Kathleen Callahan

1922 - 1999

Eulogy submitted by Don Callahan

Celebrant Don Callahan

REFLECTION ON THE LIFE OF KATHLEEN CALLAHAN

Delivered by Don Callahan at the Requiem Mass for the repose of her soul at Saint Patrick's Cathedral Ballarat at 1.00 pm Tuesday 05 October 1999.

On behalf of my father Jack and my brothers and sisters, Christine, Philip, Bernadette, Rosemary, Stephen, John, Julian and Louise, it is my great privilege to welcome you all and thank you sincerely for your attendance this afternoon as we mourn the loss of our dear Kathleen and celebrate her entry into eternal life.

In the early stages of Mum's illness, I was asking her whether there was anything in particular she would like emphasized in this reflection. Her reply was typical. "Please don't be morbid and don't go on for too long . People might get bored". Very considerate, very Kath.
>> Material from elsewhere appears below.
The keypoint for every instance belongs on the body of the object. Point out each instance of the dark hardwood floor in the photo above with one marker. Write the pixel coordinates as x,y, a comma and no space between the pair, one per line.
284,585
Among the tributes to Mum in the family's death notice last Saturday in the Courier was one from my brother Philip which proclaimed proudly "What an angel!". I thought this to be a completely appropriate sentiment for a woman who has devoted her life to family and God even though she herself, who is sure to be observing these proceedings from her celestial vantage point, would roll those soft blue eyes, and with a knowing smile say "Don't be so ridiculous!"

Kathleen Joyce Forte was born at Beaufort Hospital on April 9, 1922, the seventh of eight children of James and Mary Forte (nee Egan). Two of those eight, namely, Jack Forte and Ethel McCulloch are here today and we extend to you a very special welcome.

Ethel told me recently that Kath was the "apple of her father's eye" and "woe betide anyone who laid a hand on her". She was a "beautiful little girl" with blonde hair and blue eyes and a "sweet, calm nature".

Mum told me that among her significant childhood experiences was being dropped by her brothers down the funnel and into the boiler of a (thankfully) abandoned steam train and later being placed inside a truck tyre which her brothers gleefully rolled down a steep incline, coming to rest at great velocity against a fence. Mum attributed this latter experience to her being as "silly as a wheel", which of course was not the case, just part of her penchant for self-deprecation.

Under this surface was a woman who showed extraordinary strength, generosity and love. She was from a family which valued selflessness over selfishness, generosity over acquisitiveness and modesty over conceit.

Educated by the Loreto nuns, Kathleen found herself in Commercial College at the outbreak of hostilities and, with jobs hard to find in Ballarat at the time, she eventually went to Melbourne, boarded with her sister Ethel and brother-in-law Jim McCulloch in Footscray and worked in the office of Edments the jewellers in Collins Street. Friends from that early era include Dorothy Hulett and Claire Gavin.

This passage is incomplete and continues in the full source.